We confirmed a seasonal variation in wild boar use of agricultural land, previously demonstrated by several studies (Lemel et al. 2003; Keuling et al. 2009; Thurfjell et al. 2009). Wild boar overused agricultural land during late summer and early autumn while demonstrating a proportional use in relation to its availability during other seasons. This seasonal variation is likely due to that agricultural land offers different food items throughout the year and is most attractive during periods when crops are ripe.

Conclusions

Wild boar spatial behavior is highly context dependent and may vary considerably due to landscape characteristics and local conditions. In this study, we show that we can expect adjustments in habitat use due to both habitat availability and population density. High wild boar densities are expected to lead to disproportionally high damage levels on agricultural fields which has strong implications for management.
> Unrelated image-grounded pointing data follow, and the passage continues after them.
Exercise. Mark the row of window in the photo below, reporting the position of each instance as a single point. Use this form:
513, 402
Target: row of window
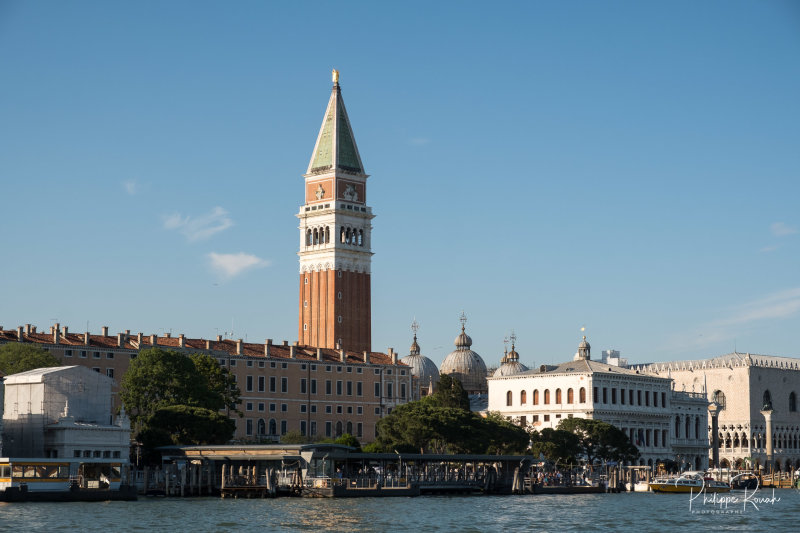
332, 429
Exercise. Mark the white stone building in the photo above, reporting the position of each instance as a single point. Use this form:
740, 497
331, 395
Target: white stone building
742, 384
62, 412
642, 405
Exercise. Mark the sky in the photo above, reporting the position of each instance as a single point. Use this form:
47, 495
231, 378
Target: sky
631, 168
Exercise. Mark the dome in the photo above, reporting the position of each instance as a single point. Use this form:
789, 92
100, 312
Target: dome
421, 367
465, 365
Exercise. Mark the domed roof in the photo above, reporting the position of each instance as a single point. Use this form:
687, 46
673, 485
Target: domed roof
465, 365
511, 365
421, 367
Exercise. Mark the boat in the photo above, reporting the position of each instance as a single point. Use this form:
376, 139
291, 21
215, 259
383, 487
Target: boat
67, 479
689, 482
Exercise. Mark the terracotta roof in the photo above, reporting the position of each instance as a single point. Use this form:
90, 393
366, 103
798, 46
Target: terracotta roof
217, 348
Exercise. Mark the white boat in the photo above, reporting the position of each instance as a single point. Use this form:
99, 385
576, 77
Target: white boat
693, 482
67, 479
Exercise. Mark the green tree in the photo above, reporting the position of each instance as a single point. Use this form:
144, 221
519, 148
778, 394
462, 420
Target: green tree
555, 445
16, 357
159, 378
600, 441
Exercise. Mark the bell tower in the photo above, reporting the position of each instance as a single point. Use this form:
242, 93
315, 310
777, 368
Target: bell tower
335, 239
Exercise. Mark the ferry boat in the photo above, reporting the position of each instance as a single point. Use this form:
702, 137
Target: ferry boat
689, 482
78, 479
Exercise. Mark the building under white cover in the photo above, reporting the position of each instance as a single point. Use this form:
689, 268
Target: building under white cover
62, 412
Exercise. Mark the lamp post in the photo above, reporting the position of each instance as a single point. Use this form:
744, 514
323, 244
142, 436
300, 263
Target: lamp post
713, 410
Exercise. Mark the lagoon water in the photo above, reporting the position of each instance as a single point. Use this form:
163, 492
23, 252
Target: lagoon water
640, 512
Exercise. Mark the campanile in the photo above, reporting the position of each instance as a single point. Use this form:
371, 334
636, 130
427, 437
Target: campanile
335, 239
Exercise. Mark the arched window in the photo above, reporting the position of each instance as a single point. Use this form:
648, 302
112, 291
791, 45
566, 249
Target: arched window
767, 400
719, 397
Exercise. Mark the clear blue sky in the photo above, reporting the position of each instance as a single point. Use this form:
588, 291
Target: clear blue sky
633, 167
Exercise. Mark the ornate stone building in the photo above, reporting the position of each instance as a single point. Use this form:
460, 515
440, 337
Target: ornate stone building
643, 406
742, 384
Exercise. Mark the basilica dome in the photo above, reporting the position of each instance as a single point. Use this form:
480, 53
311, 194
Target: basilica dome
466, 365
510, 365
421, 367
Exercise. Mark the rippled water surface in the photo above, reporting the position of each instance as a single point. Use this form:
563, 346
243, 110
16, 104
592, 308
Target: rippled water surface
640, 512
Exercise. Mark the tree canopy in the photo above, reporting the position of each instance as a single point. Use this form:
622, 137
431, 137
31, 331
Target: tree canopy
443, 423
600, 441
159, 378
16, 357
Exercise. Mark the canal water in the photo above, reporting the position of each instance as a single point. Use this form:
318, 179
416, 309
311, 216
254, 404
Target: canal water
639, 512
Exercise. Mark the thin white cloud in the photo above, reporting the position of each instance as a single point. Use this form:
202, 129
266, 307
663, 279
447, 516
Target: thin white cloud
131, 187
199, 228
231, 265
781, 229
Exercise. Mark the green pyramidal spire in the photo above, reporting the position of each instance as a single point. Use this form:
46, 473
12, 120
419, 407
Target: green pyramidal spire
336, 146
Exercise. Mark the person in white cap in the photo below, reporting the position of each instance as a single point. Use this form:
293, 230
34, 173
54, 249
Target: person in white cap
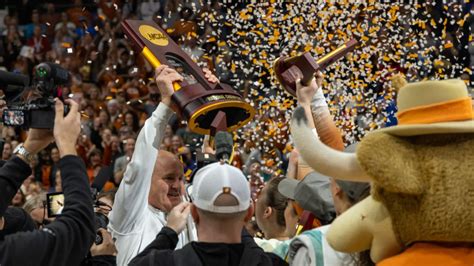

Realistic and achievable goals increase the chances of farmers and hunters agreeing on management practices and our results imply that, in many cases, it may in fact be enough to reduce wild boar density to moderate levels to reduce crop damage. We demonstrate the importance of identifying the level of plasticity in wild boar spatial behavior due to population-level characteristics. Applying static space use models not considering density may thus lead to inaccurate inferences with ecological and management consequences. Still, this observed plasticity in wild boar use of agricultural land and its consequences for crop damages requires further research to better assess the consistency in our observed overuse at high densities. This study provided a better understanding of the drivers of wild boar distribution and space use in agro-forested mosaic landscapes and showed that improved knowledge in wildlife spatial behavior can enhance management practices by directing actions to where they operate most usefully.